Java Unicode Characters after u 00ff - java

I can not print the unicode values after 00ff Instead I'm getting '?' character after execution of this in Eclipse. Is that an expectable behaviour?
System.out.println("\u01ff");

Eclipse uses by default platform default encoding (which is cp1252 in Windows) to decode characters during saving textbased files and during writing to standard output stream (as used by System.out). You need to explicitly set it to UTF-8 in order to achieve world domination.
Note that this way you also don't need to use those \uXXXX Unicode escapes anymore to represent those characters in your textbased source files.
Those question marks are caused because the charset as used by the output stream does not support the character as specified in the input stream.
See also:
Unicode - How to get the characters right?

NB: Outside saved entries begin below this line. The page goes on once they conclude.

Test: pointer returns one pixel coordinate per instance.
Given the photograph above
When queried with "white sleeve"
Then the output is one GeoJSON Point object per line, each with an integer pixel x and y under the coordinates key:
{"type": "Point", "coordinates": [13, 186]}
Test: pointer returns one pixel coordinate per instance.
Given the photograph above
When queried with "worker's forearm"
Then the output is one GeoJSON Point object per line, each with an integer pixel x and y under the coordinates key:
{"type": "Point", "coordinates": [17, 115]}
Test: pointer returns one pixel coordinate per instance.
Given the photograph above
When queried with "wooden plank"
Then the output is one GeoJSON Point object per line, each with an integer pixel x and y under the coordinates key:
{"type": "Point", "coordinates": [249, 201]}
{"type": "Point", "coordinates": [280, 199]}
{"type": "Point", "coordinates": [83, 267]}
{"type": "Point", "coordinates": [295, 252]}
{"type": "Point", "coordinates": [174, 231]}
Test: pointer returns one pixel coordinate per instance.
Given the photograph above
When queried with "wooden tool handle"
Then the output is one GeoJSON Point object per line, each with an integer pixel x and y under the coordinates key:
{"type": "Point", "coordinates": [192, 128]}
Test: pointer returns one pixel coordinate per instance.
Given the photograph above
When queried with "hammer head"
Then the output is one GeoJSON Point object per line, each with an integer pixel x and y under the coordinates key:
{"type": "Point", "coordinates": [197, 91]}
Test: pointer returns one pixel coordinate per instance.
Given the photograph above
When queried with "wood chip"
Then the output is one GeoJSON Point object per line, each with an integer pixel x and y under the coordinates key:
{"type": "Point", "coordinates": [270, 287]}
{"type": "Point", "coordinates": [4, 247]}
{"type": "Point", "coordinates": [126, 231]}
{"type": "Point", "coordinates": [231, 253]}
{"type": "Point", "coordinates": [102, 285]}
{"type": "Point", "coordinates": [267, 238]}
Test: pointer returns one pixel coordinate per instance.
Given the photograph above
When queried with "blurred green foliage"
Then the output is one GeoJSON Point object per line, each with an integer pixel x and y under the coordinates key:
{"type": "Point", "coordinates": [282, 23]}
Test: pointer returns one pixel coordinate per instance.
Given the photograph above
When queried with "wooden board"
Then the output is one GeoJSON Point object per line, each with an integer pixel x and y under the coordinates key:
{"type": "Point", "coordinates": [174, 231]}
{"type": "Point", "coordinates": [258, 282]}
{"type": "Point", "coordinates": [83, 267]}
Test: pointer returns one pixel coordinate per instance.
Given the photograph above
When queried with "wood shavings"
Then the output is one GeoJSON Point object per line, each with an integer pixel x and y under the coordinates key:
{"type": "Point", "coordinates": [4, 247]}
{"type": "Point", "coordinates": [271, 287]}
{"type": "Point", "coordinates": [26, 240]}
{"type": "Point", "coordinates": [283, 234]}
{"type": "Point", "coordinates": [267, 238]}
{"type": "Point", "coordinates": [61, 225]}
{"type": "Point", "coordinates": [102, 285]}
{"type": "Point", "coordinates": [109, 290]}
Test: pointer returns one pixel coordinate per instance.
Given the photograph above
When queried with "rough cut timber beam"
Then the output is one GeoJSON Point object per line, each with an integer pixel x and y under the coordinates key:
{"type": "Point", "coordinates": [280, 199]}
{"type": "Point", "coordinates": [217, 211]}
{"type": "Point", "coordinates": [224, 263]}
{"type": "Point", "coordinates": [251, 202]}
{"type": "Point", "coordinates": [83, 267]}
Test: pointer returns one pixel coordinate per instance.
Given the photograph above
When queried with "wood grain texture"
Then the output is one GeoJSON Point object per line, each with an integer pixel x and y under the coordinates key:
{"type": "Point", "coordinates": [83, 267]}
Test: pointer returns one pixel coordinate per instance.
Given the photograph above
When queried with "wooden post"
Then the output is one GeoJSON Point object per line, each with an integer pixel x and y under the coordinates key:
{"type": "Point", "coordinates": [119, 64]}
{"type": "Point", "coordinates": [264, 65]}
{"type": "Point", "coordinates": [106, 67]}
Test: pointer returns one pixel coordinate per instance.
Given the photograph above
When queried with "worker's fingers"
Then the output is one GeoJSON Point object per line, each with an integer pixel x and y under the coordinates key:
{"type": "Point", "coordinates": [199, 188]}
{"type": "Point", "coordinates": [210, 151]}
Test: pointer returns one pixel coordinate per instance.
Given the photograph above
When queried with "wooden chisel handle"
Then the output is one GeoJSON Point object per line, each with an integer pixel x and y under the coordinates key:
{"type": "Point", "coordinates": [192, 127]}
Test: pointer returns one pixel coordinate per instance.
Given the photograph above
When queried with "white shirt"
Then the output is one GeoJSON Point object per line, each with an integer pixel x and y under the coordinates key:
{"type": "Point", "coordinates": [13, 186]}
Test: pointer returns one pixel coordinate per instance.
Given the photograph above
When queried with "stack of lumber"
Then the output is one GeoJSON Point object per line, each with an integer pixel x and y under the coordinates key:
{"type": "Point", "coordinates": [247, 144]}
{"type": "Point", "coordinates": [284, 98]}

The problem is the encoding used with System.out; by default, it's your platform's native encoding (usually not UTF-8). You can explicitly change the encoding by replacing the stream:
try {
PrintStream ps = new PrintStream(System.out, true, "UTF-8");
System.setOut(ps);
} catch (UnsupportedEncodingException error) {
System.err.println(error);
}
After this (barring font or encoding issues with the underlying environment), all Unicode characters should print correctly on System.out.
EDIT Based on the back-and-forth between me and BalusC on his answer, this isn't enough (or even necessary) to get things working inside Eclipse. There you have two problems to solve: using the correct encoding when writing to System.out and then using the correct encoding when presenting the console output in the Eclipse console view. BalusC's answer addresses both of those issues. Unfortunately, it won't address running outside Eclipse. For that, you need to either use my approach above or set the default run-time encoding. This can be done by using the flag -Dfile.encoding=UTF-8 on the command line or setting the environment variable JAVA_TOOL_OPTIONS to include -Dfile.encoding=UTF-8. To run your code successfully outside Eclipse, then that's probably the best approach.

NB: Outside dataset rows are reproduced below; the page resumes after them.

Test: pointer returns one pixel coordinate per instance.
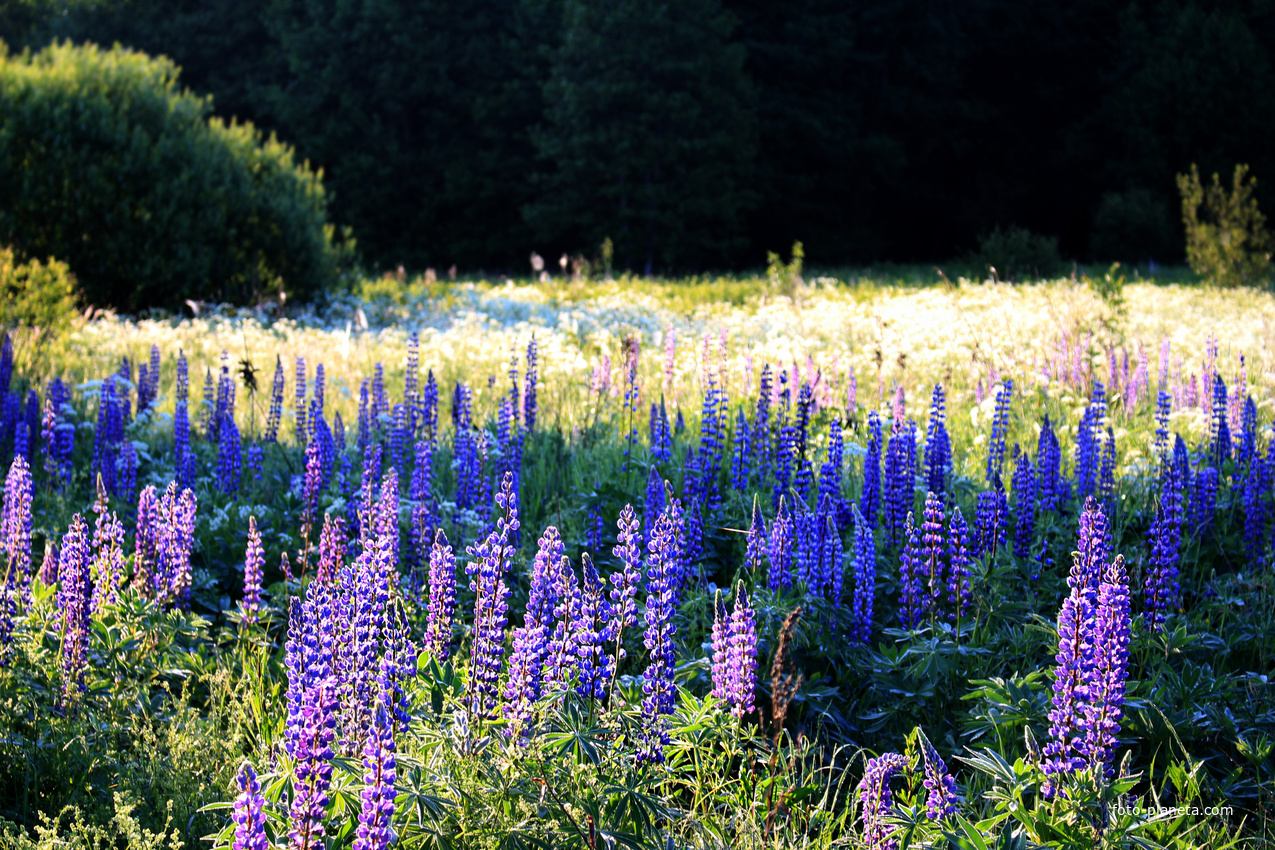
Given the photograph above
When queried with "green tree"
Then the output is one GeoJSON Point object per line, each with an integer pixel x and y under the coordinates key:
{"type": "Point", "coordinates": [648, 136]}
{"type": "Point", "coordinates": [111, 168]}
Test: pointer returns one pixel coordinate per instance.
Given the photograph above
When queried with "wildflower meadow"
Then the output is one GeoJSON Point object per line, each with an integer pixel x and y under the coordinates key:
{"type": "Point", "coordinates": [854, 562]}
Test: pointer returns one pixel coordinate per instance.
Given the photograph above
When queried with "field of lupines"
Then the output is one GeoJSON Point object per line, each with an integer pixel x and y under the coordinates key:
{"type": "Point", "coordinates": [644, 565]}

Java can handle those characters just fine. But the outputs team will have a specific encoding.
And unless that encoding is something like UTF-8 or UTF-16, it won't be able to encode every character in Unicode. And when it encounters a character it can't represent, it will be replaced with a question mark.

The JVM uses the default file encoding for System.out as well.
On Linux for example, if your $LANG variable is set to de_DE.UTF-8, the value for file.encoding will be derived accordingly, and set to utf-8.
If the JVM cannot derive the setting you want, you can change the file encoding by setting a system property:
java -Dfile.encoding=utf-8 ...
on the command line.
You can do this as well in Eclipse using a Run configuration (context menu - Run as - Run configurations ... - Arguments - VM arguments)
So this works both for the command line and Eclipse, and there is no need to define the encoding explicitly in the source.
If the value is set to
java -Dfile.encoding=iso-8859-1
for example, only a subset of the Unicode characters can be represented, because that character set only supports a limited number of characters. The other ones will turn up as ?.
There are two other things to bear in mind:
The device which receives the stream (a terminal, shell etc.) must decode it correctly. As for GNOME's terminal for example, you can set the character encoding in a menu.
The font being used by that terminal etc. must contain the graphical representation for this character

Related

Java String some characters not showing [duplicate]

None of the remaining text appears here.